He added that authorities were obliged to expose “potential threats” posed by some of those attempting to cross the border, but warned against “making harmful generalisations, such as that every immigrant is a potential terrorist.”

Gądecki, who leads the Polish Episcopal Conference (KEP), the central authority of the Catholic Church in Poland, thanked public agencies and the Catholic Church’s own Caritas Polska charity, as well as border officials, the military, local communities and private individuals, “for helping those in need however they can,” the PAP news agency reported.

He added that the Catholic Church was willing to “join the search for best, legally acceptable solutions that serve the common good.”  

Gądecki, who is one of Poland’s most senior churchmen, called for the creation of humanitarian corridors and a “fully controlled” relocation process whereby migrants could freely choose their destination, instead of “chaotic migration engineered by human-trafficking gangs."

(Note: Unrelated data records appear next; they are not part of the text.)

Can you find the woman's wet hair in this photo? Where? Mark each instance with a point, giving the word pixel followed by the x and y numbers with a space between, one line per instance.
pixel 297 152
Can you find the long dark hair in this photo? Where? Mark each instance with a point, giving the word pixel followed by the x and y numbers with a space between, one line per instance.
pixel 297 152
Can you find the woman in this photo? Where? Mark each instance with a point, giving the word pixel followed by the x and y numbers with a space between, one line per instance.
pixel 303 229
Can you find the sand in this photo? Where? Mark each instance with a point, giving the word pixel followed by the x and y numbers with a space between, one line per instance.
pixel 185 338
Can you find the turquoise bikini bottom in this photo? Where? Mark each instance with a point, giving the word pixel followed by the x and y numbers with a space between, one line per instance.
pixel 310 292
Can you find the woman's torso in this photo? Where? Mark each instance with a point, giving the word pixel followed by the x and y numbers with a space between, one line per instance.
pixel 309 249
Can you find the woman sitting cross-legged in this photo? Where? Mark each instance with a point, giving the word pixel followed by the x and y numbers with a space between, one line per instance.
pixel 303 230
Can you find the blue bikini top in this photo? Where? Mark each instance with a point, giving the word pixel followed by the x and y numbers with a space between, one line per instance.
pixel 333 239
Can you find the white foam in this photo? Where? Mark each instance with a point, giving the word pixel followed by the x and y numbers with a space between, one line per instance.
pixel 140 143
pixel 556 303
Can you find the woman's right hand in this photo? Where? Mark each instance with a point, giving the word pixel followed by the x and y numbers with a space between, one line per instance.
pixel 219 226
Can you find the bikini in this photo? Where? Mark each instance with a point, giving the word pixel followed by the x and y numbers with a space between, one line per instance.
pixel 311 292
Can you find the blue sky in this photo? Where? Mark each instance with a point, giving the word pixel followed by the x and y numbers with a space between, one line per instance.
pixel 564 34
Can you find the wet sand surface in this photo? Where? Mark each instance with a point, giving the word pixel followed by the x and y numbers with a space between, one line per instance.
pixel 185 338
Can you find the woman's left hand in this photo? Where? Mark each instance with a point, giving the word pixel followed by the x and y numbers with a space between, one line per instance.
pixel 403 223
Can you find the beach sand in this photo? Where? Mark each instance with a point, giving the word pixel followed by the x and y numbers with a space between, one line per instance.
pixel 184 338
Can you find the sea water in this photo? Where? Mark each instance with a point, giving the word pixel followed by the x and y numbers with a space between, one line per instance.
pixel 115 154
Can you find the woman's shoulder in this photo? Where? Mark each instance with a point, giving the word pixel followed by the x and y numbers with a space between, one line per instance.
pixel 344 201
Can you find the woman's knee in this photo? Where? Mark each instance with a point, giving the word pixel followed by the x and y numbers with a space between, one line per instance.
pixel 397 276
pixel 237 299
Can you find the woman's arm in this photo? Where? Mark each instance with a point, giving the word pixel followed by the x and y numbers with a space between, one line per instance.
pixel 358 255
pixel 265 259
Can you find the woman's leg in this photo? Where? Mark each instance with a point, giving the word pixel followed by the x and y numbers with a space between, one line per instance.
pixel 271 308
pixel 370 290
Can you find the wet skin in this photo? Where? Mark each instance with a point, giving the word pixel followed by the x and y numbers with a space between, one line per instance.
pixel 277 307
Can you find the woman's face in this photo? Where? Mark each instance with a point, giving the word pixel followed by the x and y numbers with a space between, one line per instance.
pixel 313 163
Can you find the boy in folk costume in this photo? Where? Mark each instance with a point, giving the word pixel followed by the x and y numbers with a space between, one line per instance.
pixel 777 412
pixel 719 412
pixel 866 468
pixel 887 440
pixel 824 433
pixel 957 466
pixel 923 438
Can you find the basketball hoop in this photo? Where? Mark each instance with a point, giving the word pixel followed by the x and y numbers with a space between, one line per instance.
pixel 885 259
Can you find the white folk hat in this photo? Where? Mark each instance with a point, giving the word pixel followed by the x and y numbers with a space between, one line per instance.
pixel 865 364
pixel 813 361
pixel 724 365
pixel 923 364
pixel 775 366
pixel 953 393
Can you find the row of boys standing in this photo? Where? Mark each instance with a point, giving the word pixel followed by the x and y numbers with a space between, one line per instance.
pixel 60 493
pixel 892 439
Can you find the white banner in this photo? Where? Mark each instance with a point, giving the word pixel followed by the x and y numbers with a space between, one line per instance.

Thanking all those who provided help in recent weeks to Afghan people after the Taliban’s takeover of their country, Gądecki urged “all the good people” to “pray for the arriving migrants and refugees” and “assist them,” as fellow human beings, “in the spirit of Christian brotherhood.”

Poland and fellow EU members Lithuania, Latvia and Estonia have accused Belarus' strongman leader Alexander Lukashenko of organising a wave of illegal migrants seeking to enter the bloc as part of what officials have called a "hybrid war."

The EU Commissioner for Home Affairs, Ylva Johansson, visited Poland last week, agreeing with Warsaw’s view that “firm steps” were needed against Belarus.

Also last week, Polish lawmakers voted overwhelmingly to extend a state of emergency in parts of two regions along the border with Belarus by two months amid a growing migrant surge.

The state of emergency gives authorities broader powers to monitor and control the movement of people on the Polish-Belarusian border, which is also the eastern border of the European Union.